O local, considerado modesto, fica na pequena cidade de Girona, na costa de Catalunha. A cozinha do restaurante é descrita pela organização do prêmio como inteligente, divertida e absolutamente deliciosa.
Os chefs são conhecidos por utilizar técnicas elaboradas com sabores simples em uma mistura que agrada o paladar e pela apresentação bem humorada dos pratos. Os ingredientes catalães têm destaque no menu da casa.
A paixão dos irmãos pela cozinha nasceu no Can Roca, estabelecimento comandado por seus pais em Taialà, um bairro localizado nos arredores de Girona. Foi lá que Joan, Josep e Jordi cresceram, em meio ao burburinho de pratos, panelas e clientes. O bar se tornou sala de estar e playground do trio, onde eles viam televisão e até faziam a lição de casa. A cozinha simples, comandada pela mãe, também teve influência sobre o estilo do El Celler de Can Roca.
Em 2009, os irmãos celebravam a conquista de sua terceira estrela no Guia Michelin. "A única coisa que importa é que o cliente esteja satisfeito e queira voltar, não importando se o restaurante é o número um ou dois, três ou cinquenta, ou se temos três estrelas ou dois", declarou Joan na época. No mesmo ano, o restaurante apareceu pela primeira vez na lista dos 50 melhores restaurantes do mundo, em quinto lugar. O estabelecimento subiu para a quarta posição no ano seguinte, e chegou ao segundo lugar em 2011, posição que repetiu em 2012.

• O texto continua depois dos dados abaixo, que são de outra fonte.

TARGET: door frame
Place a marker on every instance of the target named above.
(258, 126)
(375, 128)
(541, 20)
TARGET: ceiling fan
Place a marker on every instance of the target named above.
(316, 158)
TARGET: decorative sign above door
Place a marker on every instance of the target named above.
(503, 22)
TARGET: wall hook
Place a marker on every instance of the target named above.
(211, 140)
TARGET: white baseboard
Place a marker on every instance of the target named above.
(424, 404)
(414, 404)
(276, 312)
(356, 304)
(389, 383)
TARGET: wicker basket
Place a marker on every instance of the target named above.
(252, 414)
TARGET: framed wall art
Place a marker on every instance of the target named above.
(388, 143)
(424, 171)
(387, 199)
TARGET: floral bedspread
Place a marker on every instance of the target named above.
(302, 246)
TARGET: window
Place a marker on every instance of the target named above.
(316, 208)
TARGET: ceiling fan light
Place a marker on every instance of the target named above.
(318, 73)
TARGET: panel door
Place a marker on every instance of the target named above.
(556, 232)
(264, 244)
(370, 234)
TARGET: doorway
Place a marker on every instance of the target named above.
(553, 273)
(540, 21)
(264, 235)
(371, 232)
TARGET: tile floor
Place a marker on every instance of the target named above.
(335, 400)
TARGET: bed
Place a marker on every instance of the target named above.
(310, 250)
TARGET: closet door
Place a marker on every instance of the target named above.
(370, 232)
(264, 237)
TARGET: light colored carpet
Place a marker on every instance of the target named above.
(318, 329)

O restaurante passou a ganhar mais fama internacional em 2009.
"É maravilhoso viver este momento. Nos sentimos muito queridos e apoiados. E este prêmio é muito importante para toda a cozinha espanhola. Prova que seguimos atraindo a atenção dos gourmets do mundo todo e reforça a imagem do compromisso espanhol com a vanguarda, que a criatividade está vigente e muito viva. A gastronomia espanhola necessitava de um empurrão como este para se justificar perante o mundo", disse o irmão mais velho, Joan, ao jornal El País. Já os irmãos Josep e Jordi parecem mais incrédulos com o prêmio. "Estou enlouquecendo, eu tinha expectativas, mas não me atrevia a acreditar totalmente", disse Jordi.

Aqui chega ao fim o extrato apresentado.